The evening started with a sentimental journey to the rehab clinic in N Smithfield, there were thoughts of wet rocks, Bondo screaming with laughter and power lines. All of the foregoing could be from One Flew over the Cuckoo’s Nest, but neither animator nor film maker would ever make a movie about the RIH3. So, back to reality and run of the week

It was surreal in the parking lot, we were only day’s into the month of March and the temp was above 69 degrees. There were warning signs about blasting a mere few feet away and one could almost hear the scratching on the windows of those indoors at the rehab as they tried to join in the fun with us. They were teased with a warmish beer from the rear of Basket’s car, would you drink that if you had all the info? The second choice of the evening was to hang out with the cool people in front of Donkey’s all terrain vehicle with the “I climbed Jerimoth Hill and survived” bumper sticker. The time, you ask? It was only 6:13pm and still 17 mins before the 23 of us were to head out on what could be the very last run of the RIH3.

And so the magic minute arrived, She Mail led the pack down the side of the forest and on into the woods, but it turned out to be a short lived escapade as we were soon looking for hard hats to protect us as we ran through the construction/blasting site. A tad better than wearing an orange shirt in the woods, but no hat was needed to protect us tonight because we were invincible. That said, it was Bondo leading the way followed by WHO and DOB. Basket was hanging back a little and adding white flour on top of orange or red, sounded like a bunch of crap because he can’t see any of those colors anyway.

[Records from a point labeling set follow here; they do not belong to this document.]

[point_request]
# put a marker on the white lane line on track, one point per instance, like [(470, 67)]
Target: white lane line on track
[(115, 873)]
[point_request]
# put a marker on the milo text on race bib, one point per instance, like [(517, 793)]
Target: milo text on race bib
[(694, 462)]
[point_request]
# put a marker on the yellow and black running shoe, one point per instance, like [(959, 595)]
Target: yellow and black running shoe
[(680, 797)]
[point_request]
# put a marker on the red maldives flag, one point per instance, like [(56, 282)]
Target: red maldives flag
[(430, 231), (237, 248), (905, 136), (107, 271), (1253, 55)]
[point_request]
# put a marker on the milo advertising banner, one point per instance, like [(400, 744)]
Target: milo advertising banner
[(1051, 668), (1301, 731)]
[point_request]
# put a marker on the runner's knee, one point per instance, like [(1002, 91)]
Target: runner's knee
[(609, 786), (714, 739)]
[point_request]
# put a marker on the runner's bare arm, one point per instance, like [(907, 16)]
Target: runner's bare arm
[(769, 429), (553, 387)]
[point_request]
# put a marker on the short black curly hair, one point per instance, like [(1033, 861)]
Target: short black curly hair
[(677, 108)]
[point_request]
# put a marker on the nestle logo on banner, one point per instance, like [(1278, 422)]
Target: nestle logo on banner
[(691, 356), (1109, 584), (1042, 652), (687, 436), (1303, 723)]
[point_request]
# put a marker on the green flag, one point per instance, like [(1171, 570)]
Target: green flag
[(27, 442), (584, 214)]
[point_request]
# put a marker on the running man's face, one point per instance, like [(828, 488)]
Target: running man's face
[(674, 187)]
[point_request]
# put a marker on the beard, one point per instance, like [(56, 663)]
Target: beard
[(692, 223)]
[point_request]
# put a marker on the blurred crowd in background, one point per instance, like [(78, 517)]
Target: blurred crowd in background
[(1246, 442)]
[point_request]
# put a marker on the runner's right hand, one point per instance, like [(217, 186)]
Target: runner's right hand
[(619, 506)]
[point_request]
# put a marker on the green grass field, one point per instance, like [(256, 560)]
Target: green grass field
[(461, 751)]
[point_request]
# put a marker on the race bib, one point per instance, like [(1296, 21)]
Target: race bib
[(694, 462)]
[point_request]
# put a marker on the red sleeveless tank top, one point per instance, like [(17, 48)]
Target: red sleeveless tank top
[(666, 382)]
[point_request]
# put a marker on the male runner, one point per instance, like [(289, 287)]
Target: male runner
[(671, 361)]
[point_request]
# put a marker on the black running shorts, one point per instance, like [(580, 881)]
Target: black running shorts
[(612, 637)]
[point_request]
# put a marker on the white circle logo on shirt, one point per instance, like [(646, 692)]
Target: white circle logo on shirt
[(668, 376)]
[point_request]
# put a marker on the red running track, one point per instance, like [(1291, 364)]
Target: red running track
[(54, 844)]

As we exited the “safety zone” we were back in the woods and found a check, Crabby led a group one way and Rusty checked another, only to find out that the hare didn’t mark all false trails and being “on tree” actually meant as much as having a Greek drachma. Short cutting ensued, Oozing was seen swinging from trees shouting things like 5.3 and Ooohwayyy a 5.8, this led to shouts from a distant construction worker WHO grabbed Oozies attention by uttering those immortal construction worker words “wuuAye”. A short conversation followed wherein said construction worker was not amused at the antics of the group, and threatened the short cutter with some time in rehab if he wasn’t more careful.

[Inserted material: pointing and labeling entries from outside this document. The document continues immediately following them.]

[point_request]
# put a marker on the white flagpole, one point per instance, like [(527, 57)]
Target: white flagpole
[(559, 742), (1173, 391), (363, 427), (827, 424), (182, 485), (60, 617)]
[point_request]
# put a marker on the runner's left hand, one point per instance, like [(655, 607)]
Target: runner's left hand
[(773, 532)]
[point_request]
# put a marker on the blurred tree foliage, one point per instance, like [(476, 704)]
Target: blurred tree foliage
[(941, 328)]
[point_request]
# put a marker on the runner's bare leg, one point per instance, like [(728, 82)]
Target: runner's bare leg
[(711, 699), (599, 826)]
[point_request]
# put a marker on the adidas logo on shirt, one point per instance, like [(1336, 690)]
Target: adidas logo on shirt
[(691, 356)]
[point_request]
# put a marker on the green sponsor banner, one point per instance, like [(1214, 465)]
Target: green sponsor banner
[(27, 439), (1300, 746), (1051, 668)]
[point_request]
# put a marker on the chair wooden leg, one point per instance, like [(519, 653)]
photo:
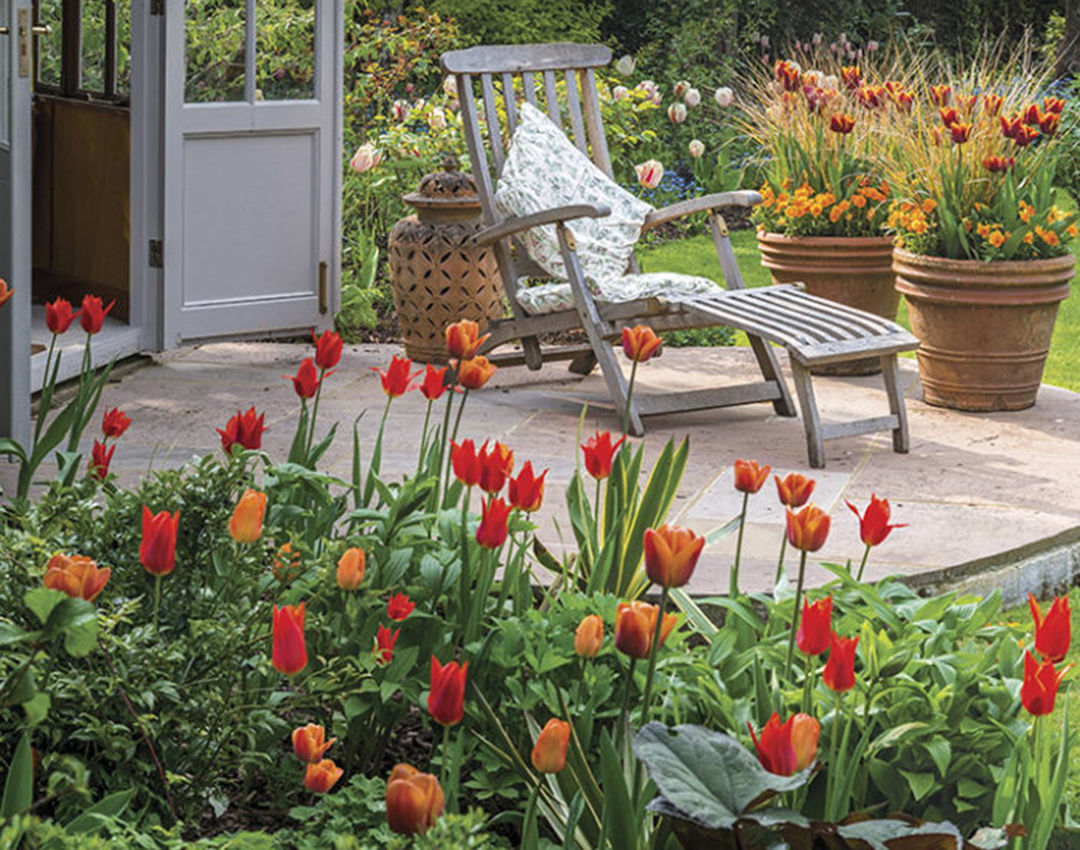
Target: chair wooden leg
[(890, 370), (583, 364), (811, 421), (770, 368)]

A break in the woods was seen ahead, AssQuack (him of stolen mug) was standing aloft a rock and uttering something along the lines of “they were on top of that hill over there, but they came back”. These are words only a true hasher can come up with, they mean nothing to the majority but to a select few they were words of wisdom. It signified a bad trail, direction changed and we were now running underneath power lines without the sound of Bondo’s horn. However, we still had the “white finger” to guide us, it resembled something rude but Crotch Tiger wore it gracefully and used it as a beacon as the sun began to set. A quick U loop off the trail and back again found us at the high point for the evening both physically and emotionally, it was that never to be forgotten beer stop atop the steep rocks. This overlooked masses of yellow equipment that was feverishly working away beneath us, as if they were mining for diamonds or some other precious metal.

The rhubarb rose and songs were sung, beer was passed about and more songs were sung and as things began to settle down Basket said that he had changed the on in direction to save us from a trip through the heretofore mentioned excavations. While all this was going on we were still missing Pubic, Pussy Galore and others. However, a quick search and a couple of toots of the horn found them making their way to the cliff face.

A short trail in brought us down the side of the hill, through miniscule shaggy and on in along the highway, and through the CVS parking lot. The ratings for the run dropped with every step forward, but things were going to get better as it was now dark and we could once again drink in public without ridicule from jealous onlookers.

The pack found a rock enclave and called it home for the duration of the circle, much merriment was had which included entertainment from the climbing duo of Basket and Oozing, a miserable attempt at breaking a dead log by DOB, and where the hell did WIPOS come from?? Donkey and Amish decided to huddle in the parking lot to avoid paying the $1 hash cash, and She Mail tried to impersonate Niagara Falls without success!! Hairy had a down down in front of a mirror, Pat my Retard did, and a newbie said he enjoyed himself which means we will never see him again.

A quick trip to the Lodge found us gorging on popcorn and gazing at the biggest bad ass side order plate of onion rings that one has ever seen. IPA anyone?? No, well let’s drink Assquacks Guinness while we wait.